The 33-year-old Brazilian will defend his undisputed welterweight championship against the undefeated Yaroslav Amosov in one of the year’s most anticipated battles, as the two men are scheduled to exchange pleasantries in the Bellator 260 headliner on June 11 at the Mohegan Sun Arena in Uncasville, Connecticut. Lima has rattled off 20 wins across his past 24 appearances—a run of sustained excellence that has made him one of the sport’s top fighters at 170 pounds. He last competed at Bellator 250 on Oct. 29, when he dropped a unanimous decision to current middleweight champion Gegard Mousasi and failed in his bid to become a simultaneous two-division titleholder.
As Lima prepares for his confrontation with Amosov, a look at a few of the rivalries that have helped shape his remarkable career:
Ben Askren
Askren did what Askren does best, and Lima was powerless against it. The four-time NCAA All-American wrestler utilized takedowns, his uncanny scrambling ability and a suffocating top game, as he retained his Bellator MMA welterweight crown with a one-sided unanimous decision over Lima in the Bellator 64 main event on April 6, 2012 at Caesars in Windsor, Ontario. Booed lustily by fans who desired more action on the feet, Askren swept the scorecards by identical 50-45 counts. Outside of a few right hands, sporadic punches from the bottom, occasional submission attempts and a slick first-round sweep, Lima did little of note from an offensive standpoint. At the end of two rounds, he looked lost and discouraged, his considerable repertoire utterly neutralized by an Olympic-caliber wrestler. Askren struck for takedowns in all five rounds, tagged the American Top Team representative with punches, hammerfists and elbows from inside his guard and scrambled away from danger whenever it surfaced. He tried to finish Lima with a third-round brabo choke but released the hold when it became clear it would not be successful, settling back into his routine and cruising to another decision.
Andrey Koreshkov
“The Phenom” closed the book on his trilogy with Koreshkov in decisive fashion, as he throttled him unconscious with a rear-naked choke in the fifth round of their Bellator 206 co-feature on Sept. 29, 2018 at the SAP Center in San Jose, California.

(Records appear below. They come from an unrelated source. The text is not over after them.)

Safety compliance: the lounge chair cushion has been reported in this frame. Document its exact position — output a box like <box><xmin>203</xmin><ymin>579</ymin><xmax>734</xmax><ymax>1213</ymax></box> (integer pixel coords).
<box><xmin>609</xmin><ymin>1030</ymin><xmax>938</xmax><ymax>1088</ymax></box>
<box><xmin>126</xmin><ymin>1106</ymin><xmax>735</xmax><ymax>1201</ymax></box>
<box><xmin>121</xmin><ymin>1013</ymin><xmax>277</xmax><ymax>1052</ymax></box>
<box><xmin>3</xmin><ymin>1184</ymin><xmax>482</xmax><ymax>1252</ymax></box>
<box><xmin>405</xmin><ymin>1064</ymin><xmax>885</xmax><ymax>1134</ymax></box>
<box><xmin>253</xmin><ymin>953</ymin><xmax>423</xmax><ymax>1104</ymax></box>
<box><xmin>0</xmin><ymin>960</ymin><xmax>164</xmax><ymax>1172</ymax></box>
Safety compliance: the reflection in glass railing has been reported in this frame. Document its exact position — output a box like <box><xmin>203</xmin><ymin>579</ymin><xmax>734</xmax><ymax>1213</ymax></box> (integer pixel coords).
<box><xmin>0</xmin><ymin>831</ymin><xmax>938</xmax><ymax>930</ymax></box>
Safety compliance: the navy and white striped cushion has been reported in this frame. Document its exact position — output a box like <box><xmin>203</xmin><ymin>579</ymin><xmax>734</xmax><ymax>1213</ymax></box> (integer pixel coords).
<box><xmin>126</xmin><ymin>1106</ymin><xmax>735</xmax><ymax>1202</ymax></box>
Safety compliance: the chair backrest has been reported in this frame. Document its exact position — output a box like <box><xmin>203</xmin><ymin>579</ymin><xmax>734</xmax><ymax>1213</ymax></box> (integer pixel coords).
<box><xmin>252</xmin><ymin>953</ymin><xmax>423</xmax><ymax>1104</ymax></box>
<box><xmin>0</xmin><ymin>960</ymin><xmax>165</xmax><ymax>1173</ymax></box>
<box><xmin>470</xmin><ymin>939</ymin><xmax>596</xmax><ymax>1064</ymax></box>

Lima—who had split his first two meetings with the Russian at Bellator 140 and Bellator 164—finished it 3:04 into Round 5. Koreshkov never seemed comfortable, and after a tepid first round, his Brazilian rival seized control with his polished, well-rounded skills. Heavy kicks to the body and legs, airtight takedown defense and clean punching combinations provided Lima with a significant lead entering the fifth round. There, he marched down a fading Koreshkov with punches, sprawled on a desperation takedown, wheeled around to his back and cinched the choke, tightening his squeeze until the Alexander Shlemenko protégé lost consciousness.
Michael Page
Page thought he had Lima right where he wanted him. He could not have been more mistaken. Lima punched—and quite literally so—his ticket to the Bellator MMA welterweight grand prix final, as he knocked out the previously unbeaten London Shootfighters star in the second round of their Bellator 221 co-main event on May 11, 2019 at Allstate Arena in Rosemont, Illinois. Page hit the deck in an unconscious heap 35 seconds into Round 2, substance having conquered style. After a cautious first round from both men, chaos ensued. Page clipped the Atlanta-based Brazilian with a right hand to the temple that shook his equilibrium and resulted in his hitting the reset button. Lima countered the oncoming Brit with a powerful leg kick that swept him off of his feet and then blasted the karateka with an uppercut as he tried to stand. Page folded and landed face up on the canvas, where he was met with hammerfists before referee Mike Beltran could arrive on the scene.
Rory MacDonald
A punishing jab, well-timed takedowns and sublime takedown defense carried the Atlanta-based Brazilian to a unanimous decision over MacDonald in the Bellator 232 headliner on Oct. 26, 2019 at the Mohegan Sun Arena in Uncasville, Connecticut. Lima swept the scorecards in the Bellator welterweight grand prix final and became a three-time champion at 170 pounds, eliciting 49-46, 50-45 and 50-45 marks from the judges. MacDonald seemed tentative and unsure of himself for much of the match, perhaps a residual effect from his first encounter with “The Phenom” at Bellator 192 a little less than two years prior—a fight he won but a fight in which Lima’s crushing kicks exacted a serious toll on the Canadian’s lead leg. Lima picked up steam with each passing round, leaned on his jab, continued to blast the Tristar Gym export with leg kicks and shut down his repeated bids for takedowns. He knocked down MacDonald with a leg kick in the fifth round, scrambled into top position and cut loose with ground-and-pound. The Firas Zahabi disciple sprang a reversal on Lima in the final minute but could not muster the finish he needed to erase the deficit on the scorecards.